The Mirandas’ home was not destroyed, though its exterior paint and back terrace were stripped away. The biggest worry is that his mother’s job, selling insurance, disappeared. . “There was no work, there was no money,” he said.

Ortiz, who played high school basketball in his hometown of Canóvanas, on the island’s northwest coast, spent the hurricane in the house of one of his stepmother’s friends. When he returned to his own house, it had been destroyed.

“We went to the house to see if anything was left and we discovered that people were stealing from us … We lost everything in our house,” he said.

So, Ortiz’s father ,moved to New York in June 2017; his wife and three children arrived in November. Temporarily, the lived in an apartment in the Bronx. Then, from Nov. 5, 2017 until March 24, 2018, the whole family lived in a shelter on 28th Street in Manhattan. There, they had to share many things with other homeless families.

“The microwave was the problem. We needed to wait a long time [to use it]” said Ortiz, who, during that time, enrolled at Manhattan Academy for Arts and Language.

When Miranda arrived in New York, he spent two days looking for shelter, with his mother. He found himself lost in the city. Still learning to speak better English, he struggled to understand what many people were saying and with getting around on the subway.

They wound up at Travel Inn, temporarily. To him, it seemed, that homeless Puerto Ricans were not a priority for shelter workers who were supposed to help families find housing. “Afro-Americans first. Hispanic people last,” Miranda said, giving his opinion on who seemed to get favored treatment by shelter workers.

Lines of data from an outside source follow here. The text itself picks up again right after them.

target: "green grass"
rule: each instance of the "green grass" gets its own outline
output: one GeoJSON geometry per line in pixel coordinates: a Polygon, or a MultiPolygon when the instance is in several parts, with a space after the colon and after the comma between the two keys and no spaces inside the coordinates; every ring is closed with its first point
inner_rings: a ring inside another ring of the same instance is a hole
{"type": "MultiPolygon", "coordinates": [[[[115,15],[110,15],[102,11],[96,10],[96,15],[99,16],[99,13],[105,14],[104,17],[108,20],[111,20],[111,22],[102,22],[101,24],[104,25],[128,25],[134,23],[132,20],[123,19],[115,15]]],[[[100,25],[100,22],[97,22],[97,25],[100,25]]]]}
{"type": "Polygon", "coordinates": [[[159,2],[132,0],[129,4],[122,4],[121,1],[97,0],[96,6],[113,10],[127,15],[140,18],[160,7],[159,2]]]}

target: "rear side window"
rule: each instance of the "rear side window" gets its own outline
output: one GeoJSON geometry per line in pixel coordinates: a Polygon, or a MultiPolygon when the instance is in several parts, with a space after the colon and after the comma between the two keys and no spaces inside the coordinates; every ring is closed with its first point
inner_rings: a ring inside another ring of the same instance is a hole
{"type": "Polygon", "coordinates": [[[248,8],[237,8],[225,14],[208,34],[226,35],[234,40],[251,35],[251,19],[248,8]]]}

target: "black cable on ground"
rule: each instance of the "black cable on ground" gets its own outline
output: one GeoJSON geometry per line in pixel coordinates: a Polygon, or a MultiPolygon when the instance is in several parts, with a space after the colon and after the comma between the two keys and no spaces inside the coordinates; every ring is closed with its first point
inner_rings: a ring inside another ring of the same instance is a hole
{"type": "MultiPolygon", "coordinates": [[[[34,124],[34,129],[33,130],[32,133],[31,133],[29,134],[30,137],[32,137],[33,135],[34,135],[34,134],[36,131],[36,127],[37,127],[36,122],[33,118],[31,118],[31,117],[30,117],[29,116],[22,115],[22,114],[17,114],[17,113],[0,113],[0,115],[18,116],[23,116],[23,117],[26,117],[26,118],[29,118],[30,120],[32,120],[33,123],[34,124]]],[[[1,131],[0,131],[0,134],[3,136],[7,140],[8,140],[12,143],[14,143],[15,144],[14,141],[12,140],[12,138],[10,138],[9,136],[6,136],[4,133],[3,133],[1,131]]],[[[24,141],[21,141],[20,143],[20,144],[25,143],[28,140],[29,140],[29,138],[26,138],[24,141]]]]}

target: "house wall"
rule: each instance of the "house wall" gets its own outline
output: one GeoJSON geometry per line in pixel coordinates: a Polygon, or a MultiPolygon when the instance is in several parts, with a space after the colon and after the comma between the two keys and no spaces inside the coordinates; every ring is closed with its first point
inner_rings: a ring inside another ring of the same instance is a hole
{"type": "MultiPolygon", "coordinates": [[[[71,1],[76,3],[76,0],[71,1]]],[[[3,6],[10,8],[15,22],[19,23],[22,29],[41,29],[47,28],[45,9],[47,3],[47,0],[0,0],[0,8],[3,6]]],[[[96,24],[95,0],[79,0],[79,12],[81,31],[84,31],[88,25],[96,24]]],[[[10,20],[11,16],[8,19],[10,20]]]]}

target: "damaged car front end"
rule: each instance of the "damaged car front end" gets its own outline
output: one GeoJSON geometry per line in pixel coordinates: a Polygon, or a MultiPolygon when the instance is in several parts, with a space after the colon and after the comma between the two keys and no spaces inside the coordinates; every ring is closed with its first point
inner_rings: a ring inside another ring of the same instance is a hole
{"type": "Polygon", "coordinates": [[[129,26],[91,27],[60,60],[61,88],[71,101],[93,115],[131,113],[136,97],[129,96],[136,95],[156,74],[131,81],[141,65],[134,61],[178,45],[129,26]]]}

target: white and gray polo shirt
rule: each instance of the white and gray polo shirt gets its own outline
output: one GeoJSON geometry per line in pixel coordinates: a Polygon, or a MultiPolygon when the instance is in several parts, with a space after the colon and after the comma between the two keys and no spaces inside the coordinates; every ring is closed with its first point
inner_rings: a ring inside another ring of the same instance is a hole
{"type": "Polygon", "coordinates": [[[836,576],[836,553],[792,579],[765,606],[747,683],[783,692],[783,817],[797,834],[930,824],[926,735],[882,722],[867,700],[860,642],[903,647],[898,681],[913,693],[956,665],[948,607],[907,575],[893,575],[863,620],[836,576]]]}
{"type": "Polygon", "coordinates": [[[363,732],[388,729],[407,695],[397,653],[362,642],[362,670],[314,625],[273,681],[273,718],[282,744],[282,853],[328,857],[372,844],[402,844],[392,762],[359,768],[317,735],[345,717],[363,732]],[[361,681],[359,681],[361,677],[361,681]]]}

His family started receiving food stamps. His mother got a job as a home attendant. After five days in the shelter, he enrolled Manhattan Academy for Arts and Language, where he met Nestor Ortiz. “My mother wanted me to have a great future,” said Miranda, adding that he wants to major in computer and system engineering while in college.

Today, Miranda and his mother live in apartment on the western edge of Midtown; they won the chance to rent it through a lottery.

Ortiz’s family lives on Flatbush Avenue in Brooklyn.

Ortiz wants to finish high school and visit his native Puerto Rico someday. Miranda, who plans to attend New York City College of Technology this fall, also hopes to revisit his homeland.

“My purpose is to work,” Miranda said, “and keep moving forward in life.”